Not Grizzly Adams -- 26 September 07 -- A reader asks:
I was reading your about me page and noticed that you say that you don't plan on living on your land unless you are forced to. I've been reading your site for a while and I always thought your plan was to move there once it became more habitable. Is this a new plan?
No. But this seems to be a universal misconception. Clearly I underestimated the power of Myth, specifically the American myth of the rugged solo homesteader, the "mountain man." In this culture, if you say you're buying land, everyone fills in the background with that pre-made Grizzly Adams tapestry. Sometimes even I forget that I'm not planning to live that way. The truth is, few or none of my ancestors were independent homesteaders. The vast majority lived close to the land, but they did so as members of tribes or extended families. When I visit people who have gone "back to the land" in the isolated American fashion, almost without exception they are bored or depressed, and most of my city friends are happy.

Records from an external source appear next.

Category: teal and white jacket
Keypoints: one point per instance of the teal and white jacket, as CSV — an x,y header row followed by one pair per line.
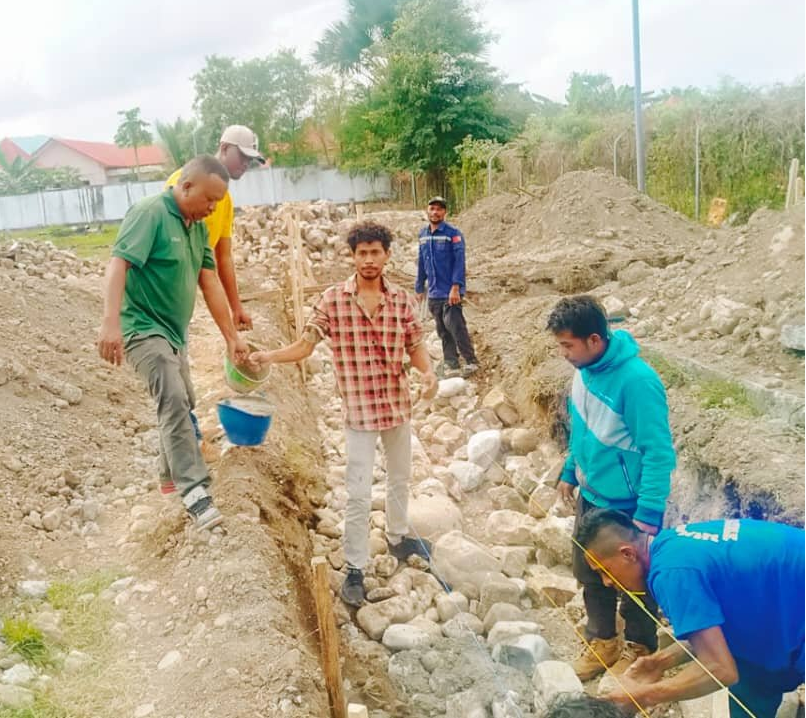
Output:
x,y
621,451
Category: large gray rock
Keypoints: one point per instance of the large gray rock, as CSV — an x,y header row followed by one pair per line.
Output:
x,y
792,337
551,679
506,631
458,558
469,475
523,652
499,612
510,528
547,588
15,697
433,516
501,590
375,618
483,447
553,536
405,637
503,407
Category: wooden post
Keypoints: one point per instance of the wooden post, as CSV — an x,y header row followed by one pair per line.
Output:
x,y
328,638
791,186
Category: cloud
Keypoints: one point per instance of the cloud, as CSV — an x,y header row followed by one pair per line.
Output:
x,y
69,65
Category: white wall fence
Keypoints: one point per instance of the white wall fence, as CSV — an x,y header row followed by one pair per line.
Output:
x,y
273,185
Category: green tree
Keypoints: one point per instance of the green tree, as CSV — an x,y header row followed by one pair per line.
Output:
x,y
132,132
292,87
177,139
230,92
21,177
343,46
426,95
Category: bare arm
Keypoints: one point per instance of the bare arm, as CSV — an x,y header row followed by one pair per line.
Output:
x,y
225,267
299,350
110,338
692,682
216,301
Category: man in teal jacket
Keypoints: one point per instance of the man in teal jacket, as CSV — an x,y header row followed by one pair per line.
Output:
x,y
621,457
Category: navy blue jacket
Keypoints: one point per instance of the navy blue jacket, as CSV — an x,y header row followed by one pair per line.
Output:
x,y
441,261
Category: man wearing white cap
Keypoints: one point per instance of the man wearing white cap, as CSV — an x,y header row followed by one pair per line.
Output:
x,y
238,148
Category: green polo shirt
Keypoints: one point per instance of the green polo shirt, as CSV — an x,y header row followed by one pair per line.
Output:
x,y
166,257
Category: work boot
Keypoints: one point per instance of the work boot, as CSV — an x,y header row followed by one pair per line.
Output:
x,y
630,654
410,546
588,666
352,590
200,507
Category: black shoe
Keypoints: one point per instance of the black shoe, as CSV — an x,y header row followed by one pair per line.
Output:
x,y
411,547
352,590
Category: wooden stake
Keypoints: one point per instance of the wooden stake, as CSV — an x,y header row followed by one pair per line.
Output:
x,y
791,186
328,638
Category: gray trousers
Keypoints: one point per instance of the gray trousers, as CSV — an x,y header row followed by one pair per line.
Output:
x,y
166,373
360,460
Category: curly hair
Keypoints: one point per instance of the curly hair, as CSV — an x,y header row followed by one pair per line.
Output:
x,y
581,315
579,705
369,232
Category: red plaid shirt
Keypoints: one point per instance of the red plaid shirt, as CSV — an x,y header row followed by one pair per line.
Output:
x,y
368,352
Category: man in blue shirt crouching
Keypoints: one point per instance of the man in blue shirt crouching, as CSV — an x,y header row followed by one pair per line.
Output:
x,y
733,589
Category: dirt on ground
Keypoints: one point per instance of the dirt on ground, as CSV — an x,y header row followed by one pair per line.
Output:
x,y
140,615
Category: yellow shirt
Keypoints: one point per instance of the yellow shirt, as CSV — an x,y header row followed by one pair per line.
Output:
x,y
219,222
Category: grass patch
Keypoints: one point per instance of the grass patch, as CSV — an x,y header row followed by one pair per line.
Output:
x,y
671,374
43,707
85,616
723,394
24,638
93,244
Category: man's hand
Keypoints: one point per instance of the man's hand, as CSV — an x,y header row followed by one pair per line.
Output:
x,y
430,385
645,670
566,492
621,696
238,350
646,528
259,359
110,341
241,319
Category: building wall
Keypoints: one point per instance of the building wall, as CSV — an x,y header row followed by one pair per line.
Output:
x,y
88,205
57,155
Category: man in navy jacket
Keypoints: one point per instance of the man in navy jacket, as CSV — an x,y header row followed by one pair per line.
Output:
x,y
441,262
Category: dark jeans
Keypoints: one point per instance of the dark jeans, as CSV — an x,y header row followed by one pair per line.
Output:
x,y
600,601
452,330
761,690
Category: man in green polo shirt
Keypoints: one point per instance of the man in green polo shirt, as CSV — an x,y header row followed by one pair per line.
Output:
x,y
160,256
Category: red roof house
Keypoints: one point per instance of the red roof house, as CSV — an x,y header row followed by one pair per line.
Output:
x,y
101,162
11,150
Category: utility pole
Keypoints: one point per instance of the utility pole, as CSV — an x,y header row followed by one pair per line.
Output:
x,y
639,119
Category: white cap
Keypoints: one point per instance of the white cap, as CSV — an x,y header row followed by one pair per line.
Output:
x,y
244,139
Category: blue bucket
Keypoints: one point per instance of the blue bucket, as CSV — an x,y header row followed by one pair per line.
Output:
x,y
246,421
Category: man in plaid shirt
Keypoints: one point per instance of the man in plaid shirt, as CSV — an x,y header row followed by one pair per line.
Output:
x,y
372,325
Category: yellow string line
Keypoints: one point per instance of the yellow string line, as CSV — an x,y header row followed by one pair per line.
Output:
x,y
641,605
607,668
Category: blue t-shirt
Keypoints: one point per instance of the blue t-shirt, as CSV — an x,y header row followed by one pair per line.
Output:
x,y
743,575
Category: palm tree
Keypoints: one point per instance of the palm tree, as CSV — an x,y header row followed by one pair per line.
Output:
x,y
177,139
344,41
132,133
18,176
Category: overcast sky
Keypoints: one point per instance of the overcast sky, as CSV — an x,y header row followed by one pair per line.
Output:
x,y
69,65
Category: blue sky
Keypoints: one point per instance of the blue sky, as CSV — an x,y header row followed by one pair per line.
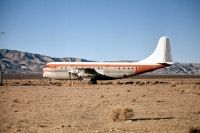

I'm an introvert: I recharge my energy when I'm alone and drain it when I'm around other people. But I still enjoy being around other people, as long as they're not dumping negativity on me or talking about their latest medical procedure. I love walking down a city street and seeing hundreds of new faces. I veer off into madness if I have no contact with other people at all. Only the most extreme introverts are exceptions to the rule: it's even more important for us to be around other people, than it is for us to be in nature.
So my land is a place to keep a connection to nature, to learn valuable low-tech skills, and to grow fruit trees, something I love that I can't afford space to do in the city. Also it's a source of good drinking water, which may be priceless in a few years. And I'm building a hut that will be cozy in the winter so that if I need to bug out there, or I just want to visit for a few days, I won't be out of luck five months a year.